05 julho 2007


Brasil favela

para sempre se foi o tempo romântico do Rio quatro vezes favelas. agora no berço do samba proliferam os falcões do tráfico. as vozes que vem do morro são estampidos de armas automáticas.

ainda há salvação para as favelas?

mega complexos de construções desconexas de alvenaria erguidas umas sobre as lajes das outras, como labirintos de labirintos. múltiplos andares de favelas, empilhados sobre os escombros daquilo que deveria ter sido uma cidade e um país. um território posto à parte do controle do Estado. uma terra de ninguém para que o Chefe do Morro possa reinar. onde prospera o melhor negócio do Brasil.

um negócio imune à desestruturação de nossa infra-estrutura produtiva. capaz de reconciliar grandeza de escala com descentralização de operações, conforme as práticas empresariais mais avançadas. e combinar o autofinanciamento típico das antigas estratégias nacionais de produção com a aceleração de prazos e com a flexibilidade de métodos que marcam os empreendimentos internacionalizados de última geração. transforma desespero em prazer, prazer em dinheiro, dinheiro em força. o melhor negócio no Brasil. o narcotráfico. [1]

entretanto, não há plantação de maconha nas favelas. ou de cocaína. tampouco instalações de refino. muito menos fábricas de armas. a verdadeira favela não está na favela. assim como os verdadeiros imperadores do tráfico lá também não estão. a polícia pode executar tantos e quantos traficantes nas favelas. sempre surgirão mais e mais. ou mesmo bombardear a favela com napalm. inútil. novas favelas se multiplicarão em seu lugar.

o segredo do poder do narcotráfico é sua dupla sustentação em pólos inversos da pirâmide social: as favelas e o sistema financeiro.

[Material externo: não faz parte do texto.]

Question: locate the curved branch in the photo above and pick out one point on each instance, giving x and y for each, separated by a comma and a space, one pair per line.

o território sem lei das favelas é imprescindível na rede do tráfico. fora do alcance do Estado, os territórios das favelas são as bases a partir da quais a rede começa a se capilarizar, ramificando-se por todo o tecido social. as favelas não são pontos de venda no varejo, funcionam como as grandes centrais de abastecimento.

é esta estratégia de negócio que obriga os traficantes a se armarem. as armas pesadas do tráfico não são utilizadas, prioritariamente, para ações criminosas fora das favelas. e muito menos servem para o enfrentamento com a polícia, com a qual sempre é preferível um "pacto de não agressão" (ou além). o armamento tem como objetivo a manutenção e conquista de território. proteger-se de incursões de facções rivais e dominar outras bases de atuação.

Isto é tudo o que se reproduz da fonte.